Cardiac tamponade is a rare but serious complication of PCI. A recent Polish study reported that 0.11% of PCI was complicated by tamponade. Among these cases, 85% were successfully treated with pericardiocentesis, while the remaining 15% required surgical intervention [5]. An earlier United States study yielded similar results, with a 0.12% incidence of cardiac tamponade following PCI. Several risk factors for cardiac tamponade were identified: older age, multivessel disease, and complex coronary lesions [1, 6]. The aforementioned study revealed that in all patients who had tamponade in the catheterization laboratory the cause was apparent. However, among the group of patients who developed symptoms later (mean time of 4.4 hours after the PCI), for 10 of 14 patients had no apparent cause. Unfortunately, only seven of them underwent repeated coronarography to further investigate the underlying cause [6].

Our patient had unquestionable bleeding in the pericardium. Despite the absence of apparent perforation on repeated coronarography, it is possible that spontaneous closure occurred, as reported in a several cases [7, 8]. However, our patient experienced a recurrence of cardiac tamponade within a very short period of time, approximately 12 hours after the initial pericardiocentesis with an even greater amount of bloody fluid. Ruling out aortic or ventricular rupture or dissection, we cannot be sure about the actual cause of cardiac tamponade.

In some patients, tamponade occurs due to myocardial free wall rupture, which is most common complication of acute myocardial infarction or as a result of lesion caused by temporary pacemaker electrode in right ventricle, but that was not underlying causes in our case because no temporary pacemaker was used.
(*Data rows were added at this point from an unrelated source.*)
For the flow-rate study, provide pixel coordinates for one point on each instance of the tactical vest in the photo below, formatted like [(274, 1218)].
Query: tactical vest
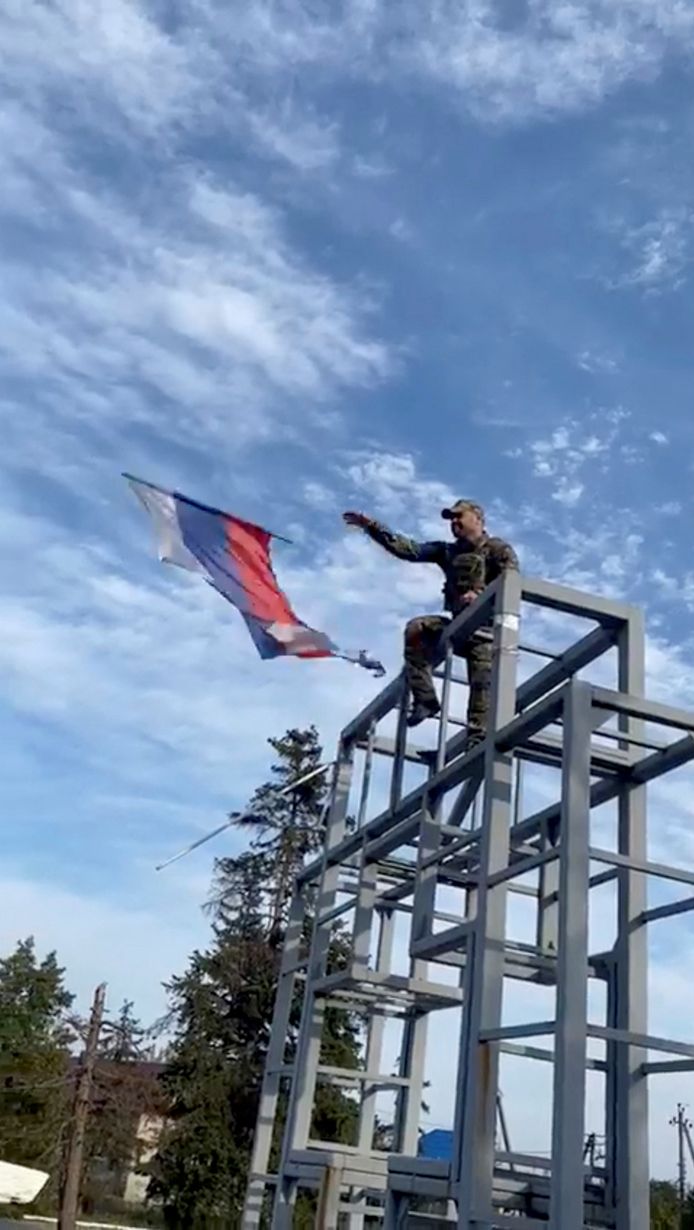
[(466, 567)]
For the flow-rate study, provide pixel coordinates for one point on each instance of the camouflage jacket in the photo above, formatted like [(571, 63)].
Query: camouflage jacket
[(464, 566)]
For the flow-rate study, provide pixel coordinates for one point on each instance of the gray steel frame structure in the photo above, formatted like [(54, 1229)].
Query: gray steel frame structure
[(463, 828)]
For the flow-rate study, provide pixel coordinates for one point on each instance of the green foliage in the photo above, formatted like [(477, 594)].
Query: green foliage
[(33, 1058), (126, 1087), (222, 1009)]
In conclusion, the exact cause of tamponade in our patient remains uncertain. However, considering the chronological events, it is possible that the PCI led to a small perforation in the coronary artery, which subsequently closed spontaneously after de-escalation of anti-aggregation therapy. Although we were unable to utilize intravascular ultrasound or optical coherence tomography in this case, had they been employed during the procedure, they could have potentially provided valuable insights into the underlying cause of tamponade.